Samsung, Huawei Settle 2-Year Patent Dispute in US

Samsung, Huawei Settle 2-Year Patent Dispute in US

Samsung and Huawei have agreed to end their two-year long patent dispute

  • The dispute was over non-licensed use of wireless technology
  • Huawei filed lawsuits against Samsung back in 2016
  • Samsung was ordered by a court to pay Huawei $11.6 million in 2017

South Korea's Samsung Electronics and China's Huawei Technologies have agreed to settle their two-year patent battle over wireless technology in the US, court documents showed on Friday. Huawei, the world's biggest telecom equipment maker, had in 2016 brought suits against Samsung in San Francisco and China, claiming that the South Korean company used its cellular technology without a licence.

Samsung argued that it made significant concessions to Huawei to resolve the dispute amicably, but the two failed to agree on reasonable terms, Yonhap news agency reported.

In 2017, a Chinese court ordered Samsung to pay Huawei $11.6 million (around Rs. 81 crores) for patent infringements.

In an electronic case filing issued by the US District Court for the Northern District of California on February 26, the world's two largest smartphone makers agreed to "complete the pending steps to finalise the settlement" within the next 30 days.

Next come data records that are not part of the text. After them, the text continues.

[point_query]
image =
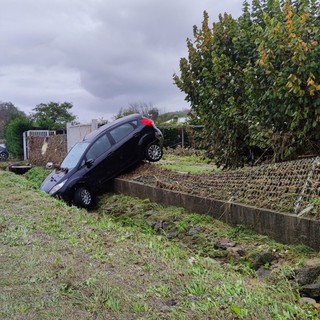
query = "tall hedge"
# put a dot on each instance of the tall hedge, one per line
(254, 82)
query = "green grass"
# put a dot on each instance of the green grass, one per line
(60, 262)
(189, 162)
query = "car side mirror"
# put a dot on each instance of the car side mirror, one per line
(89, 162)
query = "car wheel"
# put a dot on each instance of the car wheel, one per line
(82, 197)
(154, 152)
(3, 156)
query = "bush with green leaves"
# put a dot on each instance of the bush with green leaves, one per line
(254, 82)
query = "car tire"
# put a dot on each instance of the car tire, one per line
(154, 152)
(3, 156)
(82, 197)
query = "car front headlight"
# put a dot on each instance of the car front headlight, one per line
(57, 187)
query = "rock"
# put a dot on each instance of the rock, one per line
(307, 300)
(194, 231)
(262, 259)
(311, 290)
(309, 272)
(223, 244)
(263, 273)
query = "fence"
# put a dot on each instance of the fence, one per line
(76, 132)
(33, 133)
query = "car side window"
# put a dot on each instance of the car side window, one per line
(122, 131)
(98, 148)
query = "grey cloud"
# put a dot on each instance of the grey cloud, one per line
(101, 54)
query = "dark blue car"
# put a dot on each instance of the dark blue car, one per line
(4, 154)
(102, 155)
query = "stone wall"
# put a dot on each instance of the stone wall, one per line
(285, 228)
(48, 149)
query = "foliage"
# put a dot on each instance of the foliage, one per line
(13, 133)
(53, 115)
(90, 263)
(254, 81)
(7, 111)
(147, 110)
(36, 175)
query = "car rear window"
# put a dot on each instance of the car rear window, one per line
(122, 131)
(98, 147)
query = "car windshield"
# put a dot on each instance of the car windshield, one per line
(74, 155)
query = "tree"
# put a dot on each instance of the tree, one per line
(52, 116)
(147, 110)
(13, 133)
(7, 111)
(254, 82)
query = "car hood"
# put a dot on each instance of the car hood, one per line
(52, 179)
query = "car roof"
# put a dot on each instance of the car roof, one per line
(92, 135)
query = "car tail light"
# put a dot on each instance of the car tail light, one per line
(147, 122)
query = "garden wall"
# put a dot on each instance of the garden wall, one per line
(285, 228)
(47, 149)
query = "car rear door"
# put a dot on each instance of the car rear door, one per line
(125, 137)
(99, 162)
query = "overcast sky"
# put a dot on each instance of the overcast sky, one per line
(100, 55)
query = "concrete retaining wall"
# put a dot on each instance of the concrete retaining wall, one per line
(285, 228)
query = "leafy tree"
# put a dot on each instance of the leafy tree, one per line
(147, 110)
(52, 116)
(13, 133)
(254, 82)
(7, 111)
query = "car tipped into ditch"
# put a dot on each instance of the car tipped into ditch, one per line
(101, 156)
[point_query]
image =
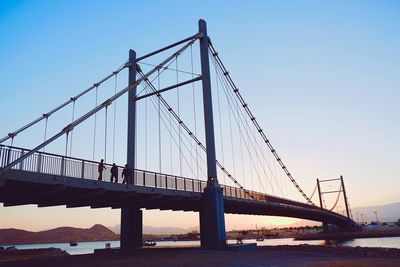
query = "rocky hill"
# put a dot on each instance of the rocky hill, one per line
(58, 235)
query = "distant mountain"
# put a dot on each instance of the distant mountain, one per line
(386, 213)
(62, 234)
(151, 230)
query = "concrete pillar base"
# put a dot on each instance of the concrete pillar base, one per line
(131, 227)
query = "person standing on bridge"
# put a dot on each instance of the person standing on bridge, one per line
(126, 173)
(114, 173)
(100, 169)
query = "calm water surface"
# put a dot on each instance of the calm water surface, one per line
(89, 247)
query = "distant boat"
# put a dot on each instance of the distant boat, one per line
(148, 243)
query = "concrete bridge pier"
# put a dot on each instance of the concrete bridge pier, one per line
(131, 227)
(212, 221)
(131, 217)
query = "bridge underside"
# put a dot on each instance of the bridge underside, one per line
(44, 190)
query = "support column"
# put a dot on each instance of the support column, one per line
(324, 224)
(212, 221)
(131, 217)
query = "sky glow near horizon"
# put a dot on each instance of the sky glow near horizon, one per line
(322, 79)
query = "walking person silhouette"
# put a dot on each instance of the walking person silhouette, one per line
(100, 169)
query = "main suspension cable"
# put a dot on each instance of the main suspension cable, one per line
(255, 123)
(96, 109)
(71, 100)
(184, 126)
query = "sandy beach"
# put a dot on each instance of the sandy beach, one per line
(263, 256)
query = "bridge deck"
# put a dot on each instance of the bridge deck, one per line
(49, 180)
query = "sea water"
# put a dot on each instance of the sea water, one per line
(89, 247)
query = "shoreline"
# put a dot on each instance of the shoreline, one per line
(282, 255)
(348, 235)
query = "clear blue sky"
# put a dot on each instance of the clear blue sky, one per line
(323, 79)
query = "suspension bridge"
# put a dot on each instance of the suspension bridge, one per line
(173, 162)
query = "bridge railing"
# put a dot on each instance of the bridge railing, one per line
(58, 165)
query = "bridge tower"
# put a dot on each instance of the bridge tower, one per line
(212, 221)
(131, 217)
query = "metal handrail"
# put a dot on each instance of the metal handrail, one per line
(58, 165)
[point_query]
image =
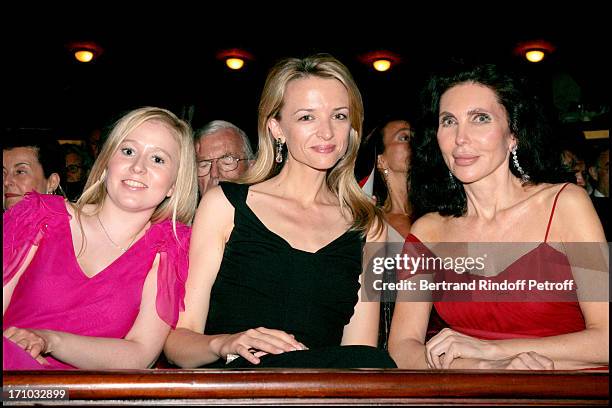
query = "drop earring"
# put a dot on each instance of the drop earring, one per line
(279, 150)
(524, 175)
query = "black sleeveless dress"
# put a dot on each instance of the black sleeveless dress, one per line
(264, 282)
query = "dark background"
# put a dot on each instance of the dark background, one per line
(169, 60)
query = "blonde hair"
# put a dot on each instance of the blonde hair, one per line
(182, 204)
(341, 178)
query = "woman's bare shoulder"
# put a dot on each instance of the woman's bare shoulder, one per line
(430, 227)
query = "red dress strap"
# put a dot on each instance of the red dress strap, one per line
(552, 212)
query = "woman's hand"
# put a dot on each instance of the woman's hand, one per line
(34, 342)
(522, 361)
(448, 345)
(254, 343)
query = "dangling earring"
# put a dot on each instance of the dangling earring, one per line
(453, 183)
(279, 150)
(524, 176)
(386, 178)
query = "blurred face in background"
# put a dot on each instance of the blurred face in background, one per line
(213, 147)
(396, 139)
(74, 168)
(601, 173)
(576, 165)
(22, 173)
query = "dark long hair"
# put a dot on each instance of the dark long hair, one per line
(372, 146)
(432, 187)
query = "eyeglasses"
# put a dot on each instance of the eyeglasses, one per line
(224, 163)
(73, 167)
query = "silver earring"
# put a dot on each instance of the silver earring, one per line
(524, 176)
(453, 183)
(279, 150)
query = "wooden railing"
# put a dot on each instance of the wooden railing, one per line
(290, 386)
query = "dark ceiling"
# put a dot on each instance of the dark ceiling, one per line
(158, 64)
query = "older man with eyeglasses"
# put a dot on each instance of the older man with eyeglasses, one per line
(223, 153)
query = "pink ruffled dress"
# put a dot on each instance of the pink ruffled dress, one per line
(54, 293)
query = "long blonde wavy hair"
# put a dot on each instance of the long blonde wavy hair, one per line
(182, 204)
(341, 178)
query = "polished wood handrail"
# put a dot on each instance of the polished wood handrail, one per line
(365, 385)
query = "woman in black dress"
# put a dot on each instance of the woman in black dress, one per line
(276, 261)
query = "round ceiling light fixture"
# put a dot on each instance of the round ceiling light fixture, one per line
(381, 60)
(85, 51)
(235, 58)
(534, 51)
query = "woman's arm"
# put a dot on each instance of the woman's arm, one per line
(7, 290)
(188, 346)
(139, 349)
(575, 221)
(363, 327)
(407, 336)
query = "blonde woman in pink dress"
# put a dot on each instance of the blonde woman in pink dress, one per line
(99, 284)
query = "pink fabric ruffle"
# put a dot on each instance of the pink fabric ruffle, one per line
(24, 225)
(172, 268)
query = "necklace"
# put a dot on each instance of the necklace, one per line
(111, 240)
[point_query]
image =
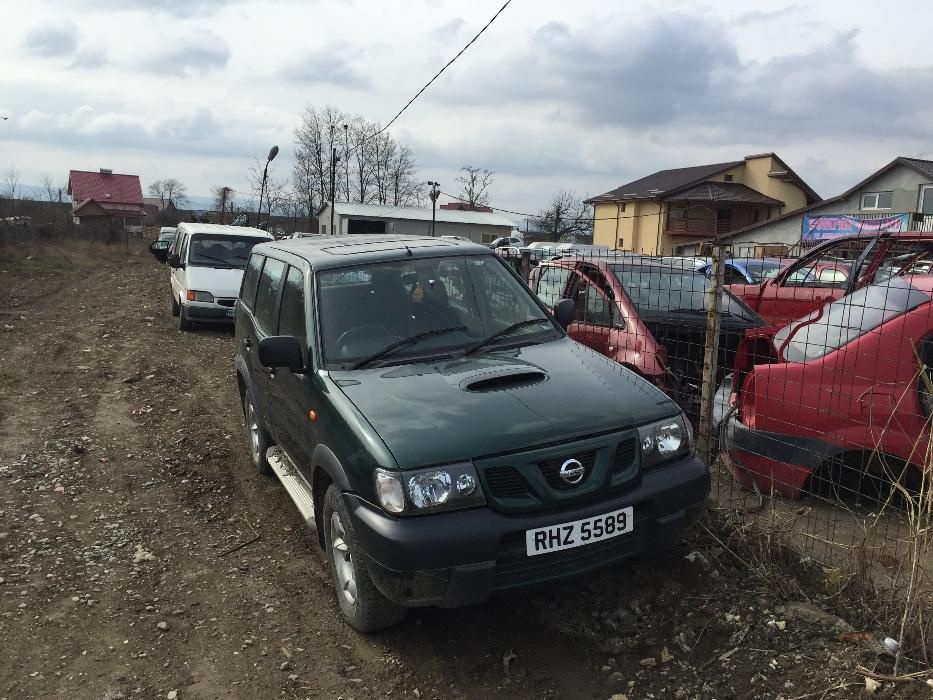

The intellectual property dispute that has pitted the two companies against each other illustrates the cut-throat competition underway in the wireless market.

On Thursday, Huawei sued the US government challenging a recent law that bans federal agencies from buying its products.

The Shenzhen-based tech firm refuted US claims that its technology poses a security threat and said the ban would ultimately harm American consumers.

The lawsuit, filed in a US District Court in Plano, Texas, challenges the constitutionality of Section 889 of the 2019 National Defence Authorization Act (NDAA), which was signed by President Donald Trump in August last year.

According to the complaint, the legislation not only bars all US government agencies from buying Huawei equipment and services but also bars them from contracting with or awarding grants or loans to third parties who buy Huawei equipment or services.